LIBOR and the impact of the FSB

LIBOR is a measure of the average rate at which banks are willing to borrow certain funds and is used as a pricing mechanism for financial products. But following scandals about its manipulation, regulators and banks have agreed to stop supporting the rate at the end of 2021. Firms are expected to adopt alternatives by then.

Recognising that transitioning away from LIBOR is not always straightforward, the UK government included proposals in the FSB which would take effect in the event businesses cannot agree which route to take.

In its current form, the FSB would enable the Financial Conduct Authority (FCA) to:

  • restrict the use of certain benchmarks, including LIBOR;
  • require that modifications be made to the methodologies of those benchmarks, and;
  • permit those modified benchmarks to apply to certain legacy agreements.

This is intended to provide a fall-back framework to facilitate the transition of financial products that reference LIBOR to other benchmarks where there are hurdles to such a transition taking place before the end of 2021. Among the financial products that the FSB is relevant to are loan agreements that reference LIBOR.

What are “tough legacy” agreements?

The FCA recently referred to tough legacy agreements as those under which "the critical benchmark is referenced in contracts and/or instruments that cannot practicably be transitioned away from the benchmark rate by actions or agreements by or between the contract counterparties themselves…".

"Tough legacy" loan agreements may exhibit some of the following characteristics:

  • they do not contain adequate fallbacks for screen rate replacements;
  • they require all-lender and borrower consent and/or;
  • the borrowers under such loan agreement may not be focused on LIBOR transition issues and may be unwilling to agree to amendments to loan documentation.

What are the proposals in relation to loan agreements that refer to LIBOR?

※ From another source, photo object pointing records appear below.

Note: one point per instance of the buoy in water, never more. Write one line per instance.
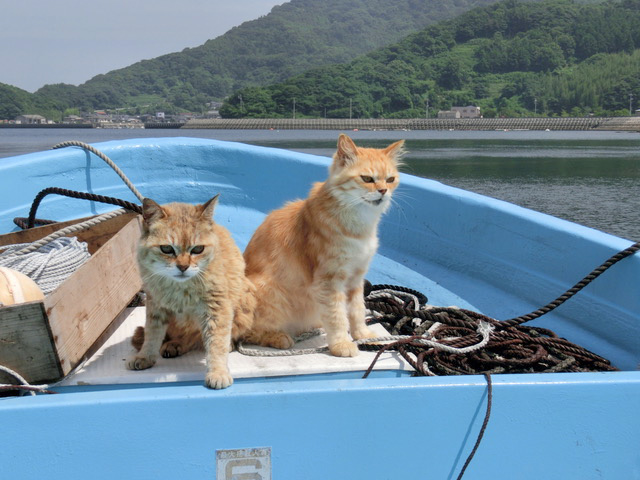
(16, 287)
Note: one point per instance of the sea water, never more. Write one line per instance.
(588, 177)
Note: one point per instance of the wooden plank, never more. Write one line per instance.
(88, 301)
(26, 344)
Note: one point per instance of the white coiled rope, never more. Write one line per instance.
(48, 265)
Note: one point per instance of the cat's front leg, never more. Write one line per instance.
(334, 319)
(216, 334)
(356, 312)
(155, 328)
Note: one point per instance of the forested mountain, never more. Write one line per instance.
(511, 58)
(294, 37)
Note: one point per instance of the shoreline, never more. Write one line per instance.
(526, 123)
(630, 124)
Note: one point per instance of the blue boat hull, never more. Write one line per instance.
(457, 247)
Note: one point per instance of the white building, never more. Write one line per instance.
(470, 111)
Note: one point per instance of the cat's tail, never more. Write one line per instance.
(138, 338)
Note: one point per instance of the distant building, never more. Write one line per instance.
(448, 114)
(31, 119)
(470, 111)
(73, 119)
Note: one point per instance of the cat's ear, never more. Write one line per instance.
(151, 210)
(395, 150)
(346, 153)
(209, 207)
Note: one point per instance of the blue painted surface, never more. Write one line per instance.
(457, 247)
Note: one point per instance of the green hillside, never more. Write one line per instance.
(511, 58)
(294, 37)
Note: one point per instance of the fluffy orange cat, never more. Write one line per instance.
(308, 259)
(193, 275)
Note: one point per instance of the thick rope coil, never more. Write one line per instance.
(31, 220)
(108, 161)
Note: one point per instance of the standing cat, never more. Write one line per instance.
(308, 259)
(193, 275)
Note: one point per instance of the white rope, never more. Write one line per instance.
(21, 380)
(70, 229)
(49, 265)
(93, 221)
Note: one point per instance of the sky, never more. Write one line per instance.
(70, 41)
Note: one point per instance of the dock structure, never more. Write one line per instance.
(531, 123)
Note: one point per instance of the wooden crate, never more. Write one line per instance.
(44, 341)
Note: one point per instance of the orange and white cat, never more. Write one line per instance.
(308, 259)
(193, 275)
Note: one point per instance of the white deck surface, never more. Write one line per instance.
(107, 366)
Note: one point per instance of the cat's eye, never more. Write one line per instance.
(167, 249)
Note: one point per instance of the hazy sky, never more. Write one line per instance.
(71, 41)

With respect to loan agreements that refer to LIBOR, the key proposals in the FSB provide that the FCA will be able to:

  • "designate" – i.e. prohibit the use by supervised entities of – critical benchmarks which are at risk of becoming unrepresentative, or have become unrepresentative and where the representativeness of that benchmark cannot reasonably be maintained or restored;

  • direct the benchmark administrator of a designated benchmark to amend the methodology of a designated benchmark, extend the use of the modified benchmark for a limited time period up to 10 years and permit the use of the modified benchmark with respect to certain legacy agreements entered into by supervised entities (the legacy power).

The questions remaining as a result of the proposals

What methodology would be used to calculate LIBOR if it were a designated benchmark?

The FCA has set out principles that it might follow to modify a designated benchmark but there is currently little certainty as to how the rate might be calculated in practice or what its implication might be on the economics of transactions generally. 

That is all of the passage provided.